Немалое значение отводит Куприн «тучному, высокому, серебряному старцу» генералу Аносову. Именно ему поставлено в задачу заставить Веру Николаевну отнестись к любви таинственного Г. С. Ж. более серьезно.
Своими размышлениями о любви генерал помогает внучке с разных сторон посмотреть на свою жизнь с Василием Львови-
чем. Ему принадлежат пророческие слова: «…может быть, твой жизненный путь, Верочка, пересекла именно такая любовь, о которой грезят женщины и на которую больше не способны мужчины».
Генерал Аносов символизирует собой мудрое старшее поколение. Автором ему доверено сделать очень важный, имеющий огромное значение в этом рассказе вывод: в природе истинная, святая любовь крайне редка и доступна только немногим и только достойным ее людям. За всю свою жизнь Аносов не встретил ни одного подобного примера, но он продолжает верить в возвышенную любовь и передает свою уверенность Вере Николаевне.
Причиной скорой развязки истории, длившейся более восьми лет, стал подарок на день рождения Вере Николаевне.
В роли этого подарка выступил новый символ той самой любви, в которую верил генерал Аносов, и о которой мечтает каждая женщина, — гранатовый браслет. Он ценен Желткову тем, что его носила его «покойная матушка», кроме того, старинный браслет имеет свою историю: по семейному преданию он имеет свойство сообщать дар предвидения носящим его женщинам, и охраняет от насильственной смерти…
Вера Николаевна и на самом деле неожиданно предсказывает: «Я знаю, что этот человек убьет себя».
Куприн сравнивает пять гранатов браслета с «пятью алыми, кровавыми огнями», а княгиня, засмотревшись на браслет, с тревогой восклицает: «Точно кровь!»
Любовь, которую символизирует браслет, не подчиняется никаким законам и правилам. Она может идти наперекор всем устоям общества.
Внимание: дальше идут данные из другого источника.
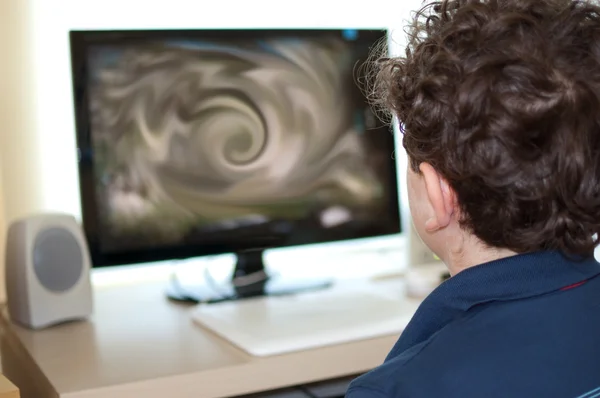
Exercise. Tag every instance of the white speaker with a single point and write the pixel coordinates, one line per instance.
(47, 271)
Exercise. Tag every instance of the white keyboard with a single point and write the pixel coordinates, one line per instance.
(282, 324)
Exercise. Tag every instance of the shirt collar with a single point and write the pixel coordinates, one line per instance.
(511, 278)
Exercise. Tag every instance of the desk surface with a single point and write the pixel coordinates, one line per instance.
(140, 344)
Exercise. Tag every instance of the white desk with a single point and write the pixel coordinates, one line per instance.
(138, 344)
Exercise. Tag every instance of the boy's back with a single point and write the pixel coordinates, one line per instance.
(499, 104)
(539, 337)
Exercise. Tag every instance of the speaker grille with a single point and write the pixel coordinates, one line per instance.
(57, 259)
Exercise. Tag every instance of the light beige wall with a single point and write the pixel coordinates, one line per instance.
(17, 128)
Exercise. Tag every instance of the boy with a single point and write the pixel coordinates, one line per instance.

Желтков — только мелкий бедный чиновник, а Вера Николаевна — княгиня.
Но это обстоятельство не смущает его, он по-прежнему любит ее, отдавая себе отчет только в том, что ничто, даже смерть, не затушит его прекрасное чувство: «…Ваш до смерти и после смерти покорный слуга».
К сожалению, значение браслета Вера Николаевна поняла слишком поздно. Ее одолевает беспокойство. Княгиня вновь и вновь вспоминает слова генерала Аносова и мучается тяжелейшим для нее вопросом — что это было: любовь или сумасшествие?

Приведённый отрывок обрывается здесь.